Originally Posted by 1varangian
I actually think less variety in the early levels can be great.

Let's say the first actual +1 magic weapon you get is the Sorrow, and you don't find any common weapons like Longsword +1 or Greatsword +1 yet. The fighter of the party picks up the Polearm Master feat at level 4 because of this weapon. That itself is a story, how the Druids gave it to her as a gift after rescuing Halsin and saving the Grove, and how she learned to master it. (And lets remove that 1dmg per hit from Sorrow. It's so crippling no one will ever use this flavorful weapon. It's enough to have flavor text of "emitting sorrow" on the weapon. Not every detail has to be underlined with clumsy mechanical properties. Sometimes it can just be story and flavor to evoke imagination).

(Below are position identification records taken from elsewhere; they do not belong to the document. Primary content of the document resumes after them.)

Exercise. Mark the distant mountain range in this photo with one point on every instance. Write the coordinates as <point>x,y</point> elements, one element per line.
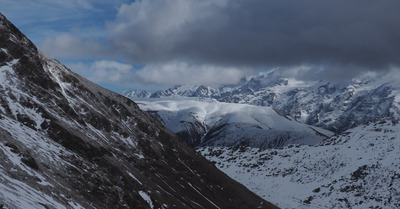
<point>263,133</point>
<point>333,106</point>
<point>208,122</point>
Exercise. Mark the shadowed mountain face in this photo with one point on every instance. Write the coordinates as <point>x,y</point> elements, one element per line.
<point>68,143</point>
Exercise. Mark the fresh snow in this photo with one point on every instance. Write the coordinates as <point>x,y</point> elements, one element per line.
<point>230,124</point>
<point>357,169</point>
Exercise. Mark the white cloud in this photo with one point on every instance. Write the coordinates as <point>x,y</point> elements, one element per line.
<point>177,72</point>
<point>105,71</point>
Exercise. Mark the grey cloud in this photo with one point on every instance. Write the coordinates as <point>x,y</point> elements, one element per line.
<point>362,33</point>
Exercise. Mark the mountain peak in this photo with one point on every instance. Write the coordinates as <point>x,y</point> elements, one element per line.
<point>67,143</point>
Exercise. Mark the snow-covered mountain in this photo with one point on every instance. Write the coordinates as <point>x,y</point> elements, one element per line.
<point>207,122</point>
<point>357,169</point>
<point>334,106</point>
<point>68,143</point>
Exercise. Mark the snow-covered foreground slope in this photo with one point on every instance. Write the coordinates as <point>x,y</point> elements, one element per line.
<point>336,106</point>
<point>209,122</point>
<point>357,169</point>
<point>68,143</point>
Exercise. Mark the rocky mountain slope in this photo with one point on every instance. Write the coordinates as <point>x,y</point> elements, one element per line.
<point>357,169</point>
<point>335,106</point>
<point>68,143</point>
<point>208,122</point>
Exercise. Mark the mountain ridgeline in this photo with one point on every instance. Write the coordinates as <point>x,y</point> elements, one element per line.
<point>333,106</point>
<point>68,143</point>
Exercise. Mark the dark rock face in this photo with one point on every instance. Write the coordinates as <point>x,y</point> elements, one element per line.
<point>66,142</point>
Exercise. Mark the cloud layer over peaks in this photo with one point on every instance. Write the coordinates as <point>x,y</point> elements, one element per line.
<point>261,33</point>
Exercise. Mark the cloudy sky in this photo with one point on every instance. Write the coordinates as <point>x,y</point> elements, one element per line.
<point>152,44</point>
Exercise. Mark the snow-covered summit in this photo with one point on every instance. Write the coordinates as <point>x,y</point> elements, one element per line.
<point>336,106</point>
<point>204,122</point>
<point>68,143</point>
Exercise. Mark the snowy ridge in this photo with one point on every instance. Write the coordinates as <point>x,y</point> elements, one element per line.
<point>357,169</point>
<point>209,122</point>
<point>326,104</point>
<point>68,143</point>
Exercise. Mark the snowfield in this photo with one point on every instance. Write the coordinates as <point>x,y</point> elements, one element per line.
<point>203,122</point>
<point>357,169</point>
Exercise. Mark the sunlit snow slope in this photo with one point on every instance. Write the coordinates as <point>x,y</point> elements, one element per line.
<point>68,143</point>
<point>357,169</point>
<point>209,122</point>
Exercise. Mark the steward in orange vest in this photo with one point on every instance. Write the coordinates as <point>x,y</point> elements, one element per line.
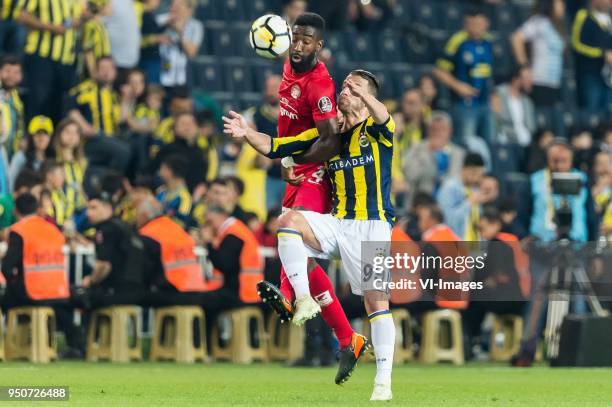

If every PC in the party is loaded with +1 weapons and a bunch of weird conditional items, the coolness and uniqueness of a weapon like Sorrow that has a story is lost in the noise of Sparky Sparkslippers and Protecty Head-Helmets with "if you Jump and Dash on the same turn, you get a Lightning Charge and Disengage against Large Creatures".

If you get an even distribution of magic weapons of all sorts, magic items are no longer a story. It's just gear. You don't make choices based on the items, you get items based on your preference. Magic items are not special anymore, they're mundane. Larian are quickly progressing towards making magic items mundane in BG3.

And at higher levels everyone will obviously have all sorts of magic gear anyway. It would be good to separate the low levels where you are starved of items and the high levels where you do have choice. That's one contributor to making your character feel like they have progressed. And even at high levels, choice should still exist between +2 this or +3 that, instead of getting everything you want at +3, conveniently from vendors. If you give players everything they want, magic items become mundane gear again. If you don't give players everything they want, you keep alive the thrill of adventuring and finding that awesome weapon in the next dungeon. You should never buy your best gear from vendors. If it's so amazing, why would anyone sell it in the first place?

Just to mention, none of what I'm saying is meant to defend the odd conditional items. They were a misstep, in my opinion.

That said, your point about a limited number of items is well taken. I think that would work incredibly well for the first playthrough. Unfortunately, I don't think it has as much replayability. Once the players know, for instance, that the only magic weapon is Sorrow, then they start to build around that from the start.